Back in 2016, Ireland announced plans to spend up to €875 (£700m) on building an electronic health record over the next five to nine years.

The aim – to implement a national EHR, made up of four key parts; an acute EPR; a community EPR; an integration platform; and a national shared record provided via a portal.

“The electronic health record has been approved by the HSE… now it is with government for decision… it would have been good knowing that was now approved by the government.”

Since 2014, Corbridge, also the Chief Executive Officer (CEO) for eHealth Ireland, has been a high-profile leader for the digitisation of Ireland’s health service. His achievements include helping create one national team that delivers healthcare technology and digital change across the whole of the Irish healthcare system.

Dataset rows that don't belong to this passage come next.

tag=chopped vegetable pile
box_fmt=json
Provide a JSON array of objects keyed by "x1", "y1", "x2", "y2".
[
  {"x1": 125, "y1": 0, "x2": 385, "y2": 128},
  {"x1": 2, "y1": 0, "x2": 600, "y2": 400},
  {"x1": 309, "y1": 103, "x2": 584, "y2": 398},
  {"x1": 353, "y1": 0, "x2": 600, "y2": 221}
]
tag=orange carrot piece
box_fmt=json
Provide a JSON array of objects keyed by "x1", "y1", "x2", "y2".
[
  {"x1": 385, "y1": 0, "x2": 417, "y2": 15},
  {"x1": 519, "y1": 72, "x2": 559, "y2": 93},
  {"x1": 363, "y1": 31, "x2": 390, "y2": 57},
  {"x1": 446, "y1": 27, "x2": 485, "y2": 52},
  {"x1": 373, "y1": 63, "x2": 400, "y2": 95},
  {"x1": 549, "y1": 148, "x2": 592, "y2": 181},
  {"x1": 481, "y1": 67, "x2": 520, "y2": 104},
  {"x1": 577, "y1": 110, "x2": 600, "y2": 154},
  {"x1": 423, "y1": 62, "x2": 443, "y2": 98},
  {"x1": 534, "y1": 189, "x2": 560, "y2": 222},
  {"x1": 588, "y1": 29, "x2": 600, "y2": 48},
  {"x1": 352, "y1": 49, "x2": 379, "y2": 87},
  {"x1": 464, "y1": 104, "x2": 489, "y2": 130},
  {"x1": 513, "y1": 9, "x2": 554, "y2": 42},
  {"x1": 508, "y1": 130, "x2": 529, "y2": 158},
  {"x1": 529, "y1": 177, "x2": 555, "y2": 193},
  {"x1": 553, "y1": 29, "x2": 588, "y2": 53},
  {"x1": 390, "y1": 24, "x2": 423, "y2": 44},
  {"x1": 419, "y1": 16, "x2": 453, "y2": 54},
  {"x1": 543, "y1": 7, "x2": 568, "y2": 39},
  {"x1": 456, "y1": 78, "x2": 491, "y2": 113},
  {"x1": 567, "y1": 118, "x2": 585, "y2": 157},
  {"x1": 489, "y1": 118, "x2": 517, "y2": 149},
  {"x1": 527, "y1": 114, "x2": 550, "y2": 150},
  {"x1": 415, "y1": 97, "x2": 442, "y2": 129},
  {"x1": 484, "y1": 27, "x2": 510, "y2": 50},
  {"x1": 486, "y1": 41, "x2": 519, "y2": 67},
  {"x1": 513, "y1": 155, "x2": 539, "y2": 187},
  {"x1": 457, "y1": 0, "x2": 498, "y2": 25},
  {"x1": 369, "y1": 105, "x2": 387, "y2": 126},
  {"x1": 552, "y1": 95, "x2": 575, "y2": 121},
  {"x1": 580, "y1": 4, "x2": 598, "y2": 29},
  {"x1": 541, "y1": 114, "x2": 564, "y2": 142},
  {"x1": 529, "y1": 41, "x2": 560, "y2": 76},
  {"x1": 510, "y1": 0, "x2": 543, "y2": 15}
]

“In three years we have gone from local separate teams, to one national team…I’m sad to not see that move to the next level –  we have gone from a team that was quite despondent, non-enthusiastic and quite scared of what happens next, to a team that is unbelievably enthused.”

It is a structure he is proud of too – “The team has put the concept of digital healthcare on the map in terms of what can happen in Ireland”, Corbridge said.

He will part ways with the HSE in November this year before taking up the role as CDIO of Leeds Teaching Hospital where he hopes to continue to build on the cities reputation being a pioneer of integrating health and care.

“Leeds has its own digital fabric, its own solution that’s its built and deployed. We need to look at how we turn that into a solution for the whole trust, to make sure we have got a digital solution for a way forward for the next decade”, Corbridge said.

The new role at Leeds entails taking leadership of a trust which has had a challenging and fraught recent history on IT with severe recent infrastructure problems – it took months for it to recover from a catastrophic network failure that left staff without access to pathology systems.

On that, Corbridge said there’s decisions and investment cases that need to be made, about what to invest in, where to invest and what can be best done in partnership with another organisation.

“That is the first big focus, then we need to work with board members, clinicians and IT teams to understand what needs to be done in what priority. And then put in a team to get on and do that.”

Regardless of what’s ahead, Corbridge said: “I’m really excited, I can’t wait. It’s good to be coming back to Leeds.”